Psycho: le mensonge blanc pour éviter la souffrance


Dre Christine Grou
Est-ce que toute vérité est toujours bonne à dire lorsque l’on interagit avec une personne aux prises avec l’Alzheimer ou un trouble neurocognitif ? Mentir, ou ne pas tout dire pour éviter de blesser inutilement une personne ou encore pour préserver sa dignité, c’est ce qu’on appelle le mensonge blanc. Caractérisé par une intention bienveillante et visant la protection de l’autre, il peut parfois s’avérer approprié auprès des personnes vivant avec de telles conditions.
Une personne atteinte de la maladie d’Alzheimer ou d’un trouble neurocognitif peut notamment avoir des problèmes de mémoire, de concentration ou des changements de comportements.
Or, ces symptômes peuvent à leur tour nous faire réagir d’une manière qui n’est pas toujours la plus souhaitable.
Par exemple, lorsqu’un proche ayant des problèmes de mémoire nous pose sans cesse les mêmes questions, on peut être tenté d’essayer de le raisonner, on peut commencer à montrer des signes d’impatience, voire monter le ton.
Ces réactions risquent alors de plonger cette personne dans un état de peur, de tristesse, ou encore de confusion. Au lieu d’être dans la confrontation, mieux vaut d’abord s’adapter au discours de la personne et tenter de comprendre sa réalité, plutôt que tenter de lui imposer la nôtre.
La bienveillance plutôt que la souffrance
Le mensonge blanc peut aussi venir à notre rescousse dans ces circonstances plus délicates. Parfois, les gens qui souffrent d’Alzheimer vont demander des nouvelles de leurs proches décédés. Imaginez l’état de la personne si vous deviez lui dire à répétition, au nom de la vérité, que sa mère est morte depuis dix ans et qu’elle ne viendra jamais la visiter dans sa résidence !

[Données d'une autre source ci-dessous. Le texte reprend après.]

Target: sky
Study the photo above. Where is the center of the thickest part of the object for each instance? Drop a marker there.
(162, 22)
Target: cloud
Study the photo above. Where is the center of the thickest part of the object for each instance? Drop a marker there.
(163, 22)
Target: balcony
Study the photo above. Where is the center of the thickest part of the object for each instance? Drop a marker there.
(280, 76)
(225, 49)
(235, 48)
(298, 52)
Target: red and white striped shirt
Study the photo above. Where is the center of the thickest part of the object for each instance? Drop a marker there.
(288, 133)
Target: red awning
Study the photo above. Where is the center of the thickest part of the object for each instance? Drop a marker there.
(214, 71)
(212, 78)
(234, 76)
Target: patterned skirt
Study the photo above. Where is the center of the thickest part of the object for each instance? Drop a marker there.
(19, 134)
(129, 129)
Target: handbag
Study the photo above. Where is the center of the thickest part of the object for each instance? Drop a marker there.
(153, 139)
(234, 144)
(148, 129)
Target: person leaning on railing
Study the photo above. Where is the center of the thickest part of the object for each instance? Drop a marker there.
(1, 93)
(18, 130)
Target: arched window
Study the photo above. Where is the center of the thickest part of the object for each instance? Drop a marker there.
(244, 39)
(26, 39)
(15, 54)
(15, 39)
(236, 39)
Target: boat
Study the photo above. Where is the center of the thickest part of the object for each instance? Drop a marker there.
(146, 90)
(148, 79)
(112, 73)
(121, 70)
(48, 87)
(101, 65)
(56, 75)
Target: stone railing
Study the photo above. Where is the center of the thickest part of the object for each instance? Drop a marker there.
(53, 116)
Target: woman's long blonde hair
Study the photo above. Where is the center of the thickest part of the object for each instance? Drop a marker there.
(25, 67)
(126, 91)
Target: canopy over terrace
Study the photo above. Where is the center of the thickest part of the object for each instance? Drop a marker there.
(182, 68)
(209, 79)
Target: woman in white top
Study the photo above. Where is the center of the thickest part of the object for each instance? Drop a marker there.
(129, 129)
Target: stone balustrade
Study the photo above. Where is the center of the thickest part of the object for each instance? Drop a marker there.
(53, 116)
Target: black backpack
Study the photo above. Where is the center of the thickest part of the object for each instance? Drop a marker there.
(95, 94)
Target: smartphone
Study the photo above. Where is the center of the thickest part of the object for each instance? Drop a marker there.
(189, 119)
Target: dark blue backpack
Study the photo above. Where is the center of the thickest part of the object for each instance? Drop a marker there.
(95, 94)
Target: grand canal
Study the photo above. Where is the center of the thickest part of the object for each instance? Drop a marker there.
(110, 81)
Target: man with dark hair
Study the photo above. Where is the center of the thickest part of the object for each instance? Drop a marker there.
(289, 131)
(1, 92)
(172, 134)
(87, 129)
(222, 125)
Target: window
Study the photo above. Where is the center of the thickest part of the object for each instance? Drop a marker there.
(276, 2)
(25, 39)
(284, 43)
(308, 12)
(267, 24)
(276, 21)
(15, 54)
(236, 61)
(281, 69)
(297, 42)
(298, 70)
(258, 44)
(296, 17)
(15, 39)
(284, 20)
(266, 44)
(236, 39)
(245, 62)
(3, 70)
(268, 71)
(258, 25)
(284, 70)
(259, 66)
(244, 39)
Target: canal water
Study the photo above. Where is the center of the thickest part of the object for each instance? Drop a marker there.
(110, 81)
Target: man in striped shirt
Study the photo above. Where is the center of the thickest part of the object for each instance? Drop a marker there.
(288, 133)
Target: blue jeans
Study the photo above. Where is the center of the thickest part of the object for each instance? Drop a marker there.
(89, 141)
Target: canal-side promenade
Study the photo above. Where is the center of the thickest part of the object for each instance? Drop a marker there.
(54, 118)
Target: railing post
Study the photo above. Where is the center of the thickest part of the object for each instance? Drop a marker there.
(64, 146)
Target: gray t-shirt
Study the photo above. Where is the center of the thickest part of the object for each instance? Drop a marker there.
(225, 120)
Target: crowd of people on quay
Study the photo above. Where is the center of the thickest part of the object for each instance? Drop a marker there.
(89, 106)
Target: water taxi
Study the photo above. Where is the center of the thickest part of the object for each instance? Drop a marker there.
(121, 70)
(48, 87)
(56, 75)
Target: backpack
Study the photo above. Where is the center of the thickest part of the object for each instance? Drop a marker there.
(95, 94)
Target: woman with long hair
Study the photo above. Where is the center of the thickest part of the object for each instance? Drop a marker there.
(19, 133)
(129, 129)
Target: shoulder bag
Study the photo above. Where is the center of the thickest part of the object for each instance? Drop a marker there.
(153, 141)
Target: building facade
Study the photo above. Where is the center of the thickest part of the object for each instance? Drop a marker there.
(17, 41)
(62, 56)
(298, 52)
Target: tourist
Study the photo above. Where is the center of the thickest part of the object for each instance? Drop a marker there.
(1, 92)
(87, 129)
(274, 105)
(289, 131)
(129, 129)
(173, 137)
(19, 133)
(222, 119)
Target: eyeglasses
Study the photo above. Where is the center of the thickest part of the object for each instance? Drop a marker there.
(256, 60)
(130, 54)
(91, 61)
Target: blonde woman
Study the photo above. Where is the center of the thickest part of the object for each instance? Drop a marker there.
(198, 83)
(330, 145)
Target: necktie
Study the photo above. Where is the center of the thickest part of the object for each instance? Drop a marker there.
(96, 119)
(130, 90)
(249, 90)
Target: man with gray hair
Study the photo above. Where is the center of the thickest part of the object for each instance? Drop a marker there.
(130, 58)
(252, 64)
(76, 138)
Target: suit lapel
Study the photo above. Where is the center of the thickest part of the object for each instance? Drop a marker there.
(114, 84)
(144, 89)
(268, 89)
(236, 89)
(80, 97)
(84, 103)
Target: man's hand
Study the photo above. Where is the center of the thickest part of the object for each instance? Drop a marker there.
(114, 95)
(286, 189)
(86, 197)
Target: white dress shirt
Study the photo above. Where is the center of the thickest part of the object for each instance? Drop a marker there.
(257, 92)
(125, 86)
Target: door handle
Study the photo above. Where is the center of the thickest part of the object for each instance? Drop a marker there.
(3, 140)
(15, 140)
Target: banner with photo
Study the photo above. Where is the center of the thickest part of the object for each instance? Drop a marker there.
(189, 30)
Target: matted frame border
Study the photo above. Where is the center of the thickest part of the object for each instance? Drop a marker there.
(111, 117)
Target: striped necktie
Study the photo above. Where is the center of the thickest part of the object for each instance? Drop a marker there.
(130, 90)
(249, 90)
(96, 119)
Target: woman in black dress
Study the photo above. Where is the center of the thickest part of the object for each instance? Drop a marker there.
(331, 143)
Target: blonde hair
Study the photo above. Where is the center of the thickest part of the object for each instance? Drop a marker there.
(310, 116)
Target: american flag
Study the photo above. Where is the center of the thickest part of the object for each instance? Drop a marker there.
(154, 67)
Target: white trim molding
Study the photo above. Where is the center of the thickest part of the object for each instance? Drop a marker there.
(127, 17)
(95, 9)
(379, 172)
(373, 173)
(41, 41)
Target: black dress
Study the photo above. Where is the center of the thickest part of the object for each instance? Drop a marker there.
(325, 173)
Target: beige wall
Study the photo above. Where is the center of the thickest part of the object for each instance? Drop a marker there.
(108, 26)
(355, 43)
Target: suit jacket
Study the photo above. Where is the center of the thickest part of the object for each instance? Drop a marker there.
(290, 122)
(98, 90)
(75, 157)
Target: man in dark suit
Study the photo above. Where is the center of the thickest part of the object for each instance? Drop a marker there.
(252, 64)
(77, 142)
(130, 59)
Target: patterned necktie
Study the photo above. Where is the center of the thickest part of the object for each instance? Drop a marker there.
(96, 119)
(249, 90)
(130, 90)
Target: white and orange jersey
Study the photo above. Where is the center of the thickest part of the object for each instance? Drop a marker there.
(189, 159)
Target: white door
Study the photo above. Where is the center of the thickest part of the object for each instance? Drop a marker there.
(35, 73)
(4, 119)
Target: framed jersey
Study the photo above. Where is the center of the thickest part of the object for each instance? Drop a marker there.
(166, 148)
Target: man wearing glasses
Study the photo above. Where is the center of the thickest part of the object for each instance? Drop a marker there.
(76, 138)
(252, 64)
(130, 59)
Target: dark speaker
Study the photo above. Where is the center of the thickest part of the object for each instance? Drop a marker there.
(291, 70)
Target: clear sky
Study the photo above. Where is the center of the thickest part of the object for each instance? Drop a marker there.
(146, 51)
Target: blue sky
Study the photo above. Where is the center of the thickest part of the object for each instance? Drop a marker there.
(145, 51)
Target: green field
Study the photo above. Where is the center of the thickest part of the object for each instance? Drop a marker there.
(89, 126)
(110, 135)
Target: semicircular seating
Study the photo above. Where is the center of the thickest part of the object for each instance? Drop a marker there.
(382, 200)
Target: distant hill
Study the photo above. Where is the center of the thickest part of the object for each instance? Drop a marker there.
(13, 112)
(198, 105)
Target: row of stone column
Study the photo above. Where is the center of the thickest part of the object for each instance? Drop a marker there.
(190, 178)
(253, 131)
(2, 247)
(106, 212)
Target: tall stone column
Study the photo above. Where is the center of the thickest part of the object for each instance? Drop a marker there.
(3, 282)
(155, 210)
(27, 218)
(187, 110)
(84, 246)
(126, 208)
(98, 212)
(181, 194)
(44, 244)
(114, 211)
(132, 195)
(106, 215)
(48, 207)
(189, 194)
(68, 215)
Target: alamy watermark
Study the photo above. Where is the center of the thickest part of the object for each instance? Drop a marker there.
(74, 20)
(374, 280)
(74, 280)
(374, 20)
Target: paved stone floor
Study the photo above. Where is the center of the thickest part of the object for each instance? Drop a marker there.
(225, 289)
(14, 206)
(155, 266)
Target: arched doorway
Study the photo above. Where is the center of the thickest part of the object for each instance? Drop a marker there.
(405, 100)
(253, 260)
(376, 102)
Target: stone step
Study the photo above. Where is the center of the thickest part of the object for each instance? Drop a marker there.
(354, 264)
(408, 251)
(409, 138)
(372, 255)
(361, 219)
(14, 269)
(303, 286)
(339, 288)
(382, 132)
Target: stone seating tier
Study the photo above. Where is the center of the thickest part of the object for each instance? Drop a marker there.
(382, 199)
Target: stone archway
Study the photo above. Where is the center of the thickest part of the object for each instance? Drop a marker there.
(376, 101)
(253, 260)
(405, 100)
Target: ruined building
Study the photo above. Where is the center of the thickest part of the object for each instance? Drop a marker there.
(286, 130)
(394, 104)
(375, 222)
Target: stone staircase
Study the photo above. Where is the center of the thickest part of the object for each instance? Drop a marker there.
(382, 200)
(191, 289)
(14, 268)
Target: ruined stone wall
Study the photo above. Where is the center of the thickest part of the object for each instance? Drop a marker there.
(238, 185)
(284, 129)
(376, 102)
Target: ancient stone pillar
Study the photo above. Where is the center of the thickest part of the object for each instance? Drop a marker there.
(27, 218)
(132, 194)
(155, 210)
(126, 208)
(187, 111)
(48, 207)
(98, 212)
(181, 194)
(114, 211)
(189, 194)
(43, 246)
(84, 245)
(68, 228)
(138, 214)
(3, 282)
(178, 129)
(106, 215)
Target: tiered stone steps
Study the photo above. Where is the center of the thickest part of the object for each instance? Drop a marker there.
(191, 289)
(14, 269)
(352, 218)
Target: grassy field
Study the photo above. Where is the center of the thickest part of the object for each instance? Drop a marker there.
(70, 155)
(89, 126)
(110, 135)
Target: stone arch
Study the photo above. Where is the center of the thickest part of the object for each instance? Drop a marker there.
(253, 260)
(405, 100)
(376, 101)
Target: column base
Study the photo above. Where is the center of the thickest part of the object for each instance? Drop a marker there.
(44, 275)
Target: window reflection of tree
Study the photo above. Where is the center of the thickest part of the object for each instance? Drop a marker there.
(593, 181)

Le mensonge blanc permet d’éviter de rappeler continuellement des événements souffrants ou des faits que la personne n’est plus en mesure de traiter correctement en raison de sa condition. Par exemple, il serait possible d’esquiver la question qui vous est posée, ou encore de répondre que vous ignorez la réponse. Si cette manière de détourner la vérité peut ressembler à de la manipulation, il nous faut garder en tête qu’ici, l’objectif est d’éviter que l’être aimé soit inutilement triste, blessé ou souffrant.

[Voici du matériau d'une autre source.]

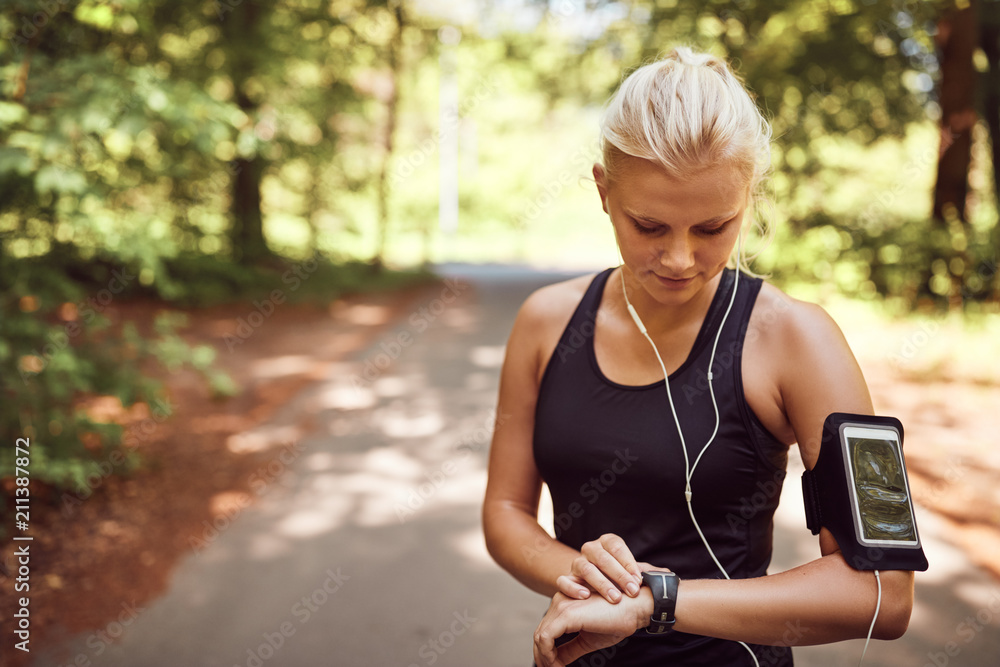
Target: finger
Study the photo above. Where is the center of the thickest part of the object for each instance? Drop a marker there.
(572, 587)
(616, 546)
(545, 646)
(611, 569)
(573, 650)
(592, 576)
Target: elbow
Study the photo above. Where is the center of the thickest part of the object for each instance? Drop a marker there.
(897, 605)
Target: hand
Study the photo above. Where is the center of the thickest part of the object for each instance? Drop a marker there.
(605, 565)
(599, 624)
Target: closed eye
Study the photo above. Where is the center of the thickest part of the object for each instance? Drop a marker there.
(718, 229)
(644, 229)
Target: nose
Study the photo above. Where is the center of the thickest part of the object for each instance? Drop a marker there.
(677, 255)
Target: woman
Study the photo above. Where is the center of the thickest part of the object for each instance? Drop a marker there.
(643, 481)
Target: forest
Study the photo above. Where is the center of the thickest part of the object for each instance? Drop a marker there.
(200, 152)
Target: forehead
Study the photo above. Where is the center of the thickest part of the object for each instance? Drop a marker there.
(644, 187)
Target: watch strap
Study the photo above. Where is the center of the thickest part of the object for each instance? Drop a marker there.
(663, 586)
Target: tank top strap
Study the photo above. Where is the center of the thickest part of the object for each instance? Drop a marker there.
(585, 315)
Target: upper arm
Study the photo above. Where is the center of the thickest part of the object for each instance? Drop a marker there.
(818, 375)
(514, 480)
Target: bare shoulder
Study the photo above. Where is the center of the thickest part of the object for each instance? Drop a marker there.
(798, 368)
(542, 318)
(794, 326)
(555, 303)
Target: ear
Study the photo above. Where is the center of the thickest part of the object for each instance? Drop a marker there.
(601, 178)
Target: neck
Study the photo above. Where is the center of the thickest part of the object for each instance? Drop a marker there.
(660, 318)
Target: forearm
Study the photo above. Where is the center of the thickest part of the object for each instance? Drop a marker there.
(520, 546)
(820, 602)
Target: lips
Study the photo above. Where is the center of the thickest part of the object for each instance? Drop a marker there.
(674, 283)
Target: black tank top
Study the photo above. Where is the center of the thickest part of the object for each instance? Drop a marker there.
(612, 459)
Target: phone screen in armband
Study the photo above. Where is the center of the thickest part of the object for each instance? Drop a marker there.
(880, 494)
(859, 491)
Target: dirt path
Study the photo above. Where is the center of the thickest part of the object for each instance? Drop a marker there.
(123, 540)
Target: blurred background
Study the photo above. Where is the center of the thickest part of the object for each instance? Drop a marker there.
(211, 208)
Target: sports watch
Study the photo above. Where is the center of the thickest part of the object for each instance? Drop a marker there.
(663, 586)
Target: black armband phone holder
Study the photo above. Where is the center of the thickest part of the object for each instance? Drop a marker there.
(859, 491)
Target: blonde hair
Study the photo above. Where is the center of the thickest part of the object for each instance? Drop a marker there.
(687, 112)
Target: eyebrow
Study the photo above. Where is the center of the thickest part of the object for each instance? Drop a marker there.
(646, 218)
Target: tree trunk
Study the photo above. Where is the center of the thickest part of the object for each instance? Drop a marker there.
(391, 104)
(990, 42)
(957, 41)
(247, 232)
(957, 38)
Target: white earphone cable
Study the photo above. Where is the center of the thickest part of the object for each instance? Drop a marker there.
(878, 605)
(688, 468)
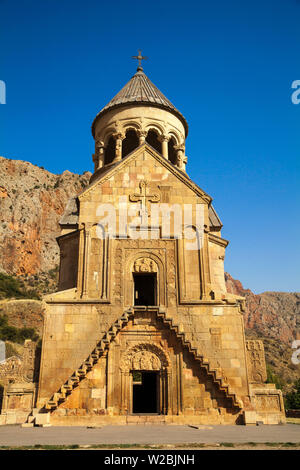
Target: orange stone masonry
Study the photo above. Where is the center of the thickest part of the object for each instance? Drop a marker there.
(138, 312)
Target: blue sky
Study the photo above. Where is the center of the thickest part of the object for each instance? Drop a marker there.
(228, 66)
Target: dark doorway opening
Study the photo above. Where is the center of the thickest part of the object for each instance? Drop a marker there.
(144, 289)
(145, 392)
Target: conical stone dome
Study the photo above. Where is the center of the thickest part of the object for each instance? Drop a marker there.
(141, 91)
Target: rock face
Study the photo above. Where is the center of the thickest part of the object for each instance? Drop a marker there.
(32, 201)
(271, 314)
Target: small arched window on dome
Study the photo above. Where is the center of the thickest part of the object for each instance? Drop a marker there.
(130, 142)
(110, 151)
(152, 139)
(172, 154)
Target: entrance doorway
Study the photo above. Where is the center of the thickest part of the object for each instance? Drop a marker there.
(144, 289)
(145, 396)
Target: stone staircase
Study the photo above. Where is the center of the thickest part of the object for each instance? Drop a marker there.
(73, 381)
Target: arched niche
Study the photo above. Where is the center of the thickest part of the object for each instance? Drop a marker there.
(130, 142)
(172, 153)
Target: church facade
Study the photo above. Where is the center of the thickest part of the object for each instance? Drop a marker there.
(142, 328)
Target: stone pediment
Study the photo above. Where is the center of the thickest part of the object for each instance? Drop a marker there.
(143, 152)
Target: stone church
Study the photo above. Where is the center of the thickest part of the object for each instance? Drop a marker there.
(142, 329)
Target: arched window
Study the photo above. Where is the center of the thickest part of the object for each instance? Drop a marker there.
(130, 142)
(152, 139)
(171, 151)
(110, 151)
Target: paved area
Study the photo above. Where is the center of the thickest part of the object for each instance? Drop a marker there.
(134, 434)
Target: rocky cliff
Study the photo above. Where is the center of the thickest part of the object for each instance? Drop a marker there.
(273, 317)
(32, 201)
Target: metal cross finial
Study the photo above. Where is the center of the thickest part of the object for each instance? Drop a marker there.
(140, 58)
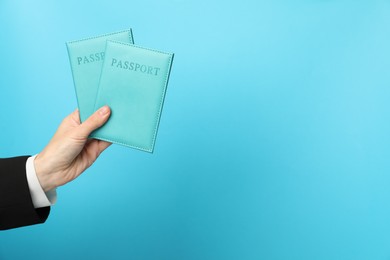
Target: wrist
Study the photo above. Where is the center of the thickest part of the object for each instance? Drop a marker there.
(42, 171)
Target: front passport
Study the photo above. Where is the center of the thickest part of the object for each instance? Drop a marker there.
(133, 83)
(86, 58)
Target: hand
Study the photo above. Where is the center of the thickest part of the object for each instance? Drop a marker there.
(70, 152)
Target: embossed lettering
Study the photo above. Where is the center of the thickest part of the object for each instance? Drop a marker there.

Mentir quand c’est moins facile
Un environnement plus familier et rassurant pour les personnes vivant avec des troubles neurocognitifs peut réduire le besoin de poser des questions anxiogènes, rendant ainsi moins fréquente la nécessité de recourir aux mensonges blancs. Maintenir certaines routines et habitudes peut en effet aider les personnes vivant avec ces troubles à se sentir plus en sécurité et moins désorientées.
Or, il devient parfois nécessaire pour la sécurité de l’aîné que ses habitudes changent et qu’il quitte son domicile. Dans un tel contexte, forcer quelqu’un à faire ses boîtes n’est pas souhaitable, en plus d’être très stressant pour la personne qui souhaite rester dans sa demeure. Comme il serait dangereux pour la personne de rester à la maison et que vous devez absolument la transférer vers un établissement de soins, le mensonge blanc pourrait alors favoriser une transition plus sereine. Entre dire la vérité et toute la vérité et utiliser le mensonge dans de pareilles circonstances, l’avenue qui assurera que notre proche pourra vivre dans un endroit sécuritaire est celle qui est dans l’intérêt fondamental de cette personne.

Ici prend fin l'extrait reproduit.